When it was completed in 1883, the house consisted of just the section closest to West 57th Street, which is the side facing the camera. However, his father died two years later, leaving him in charge of the New York Central Railroad and giving him an inheritance of nearly $70 million, or close to $1.8 billion in today’s dollars. He put some of this money to use a few years later, when he decided to expand his house and ensure that no other mansion could rival it. The $3 million expansion was completed in 1893, giving the house 130 rooms and making it the largest private residence ever built in the city.

Two years later, Vanderbilt’s other famous home, The Breakers, was completed.

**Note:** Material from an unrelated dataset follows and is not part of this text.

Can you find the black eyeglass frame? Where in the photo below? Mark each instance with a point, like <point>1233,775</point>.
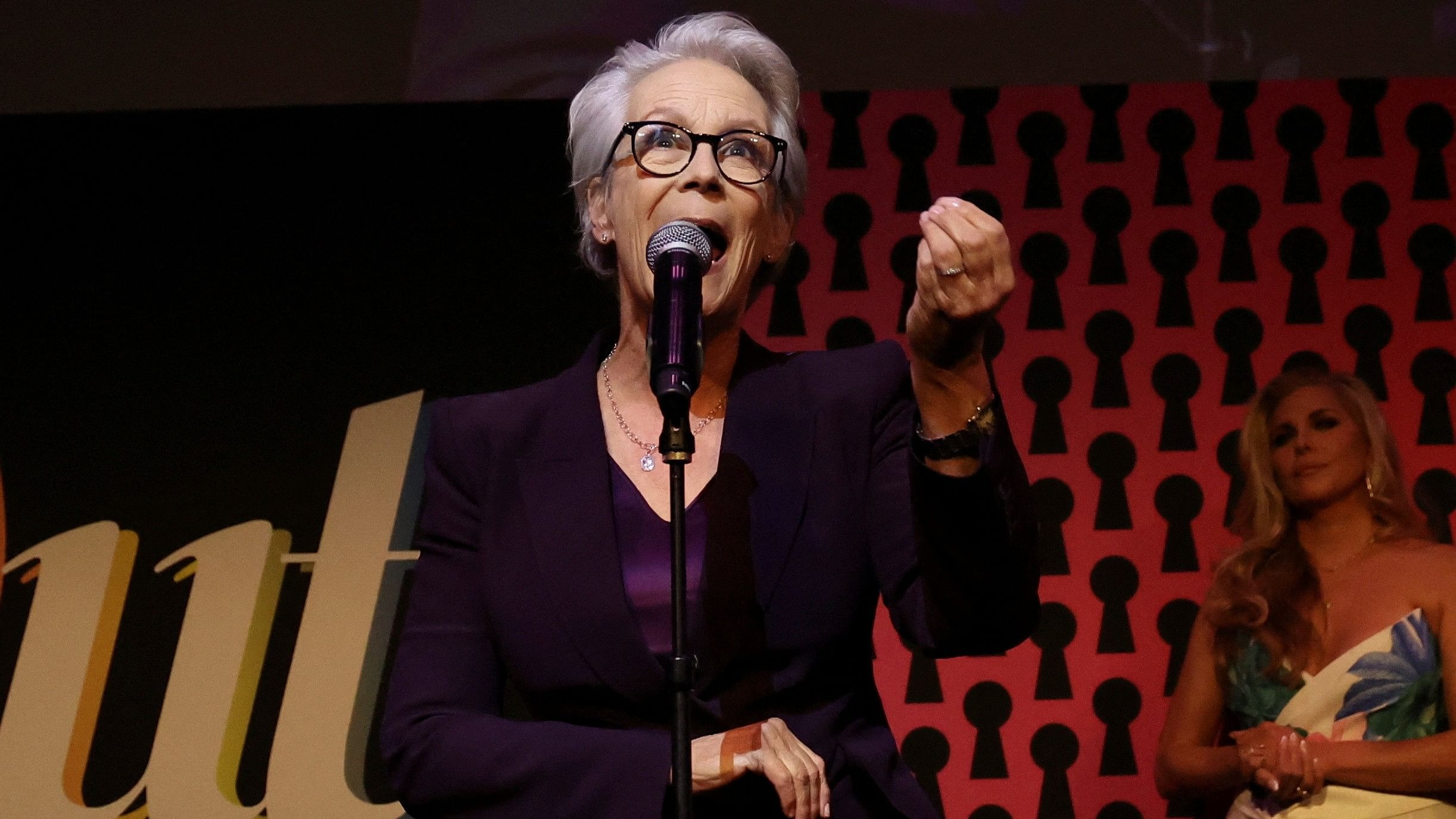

This 125,000 square foot summer “cottage” in Newport, Rhode Island cost over $7 million, but Vanderbilt had little time to enjoy either of his two new houses. He suffered a debilitating stroke in 1896, and he died of a cerebral hemorrhage in 1899 at the age of 55. His widow Alice continued to live here in this house until 1926, when she sold it to developers who demolished it and built the Bergdorf Goodman building that now stands there today.

With the exception of the Plaza Hotel in the distance on the far left, none of the other buildings from the first photo are still standing. Like the Vanderbilt mansion, all of the other private homes here were demolished in the early 1900s, when this area was redeveloped into a major retail district. However, while the Vanderbilts no longer call Fifth Avenue their home, this area is certainly not devoid of millionaires. The building on the far right of the 2016 photo is the Trump Tower, the primary residence of Donald Trump, whose father was a young child living in nearby Queens when the first photo was taken.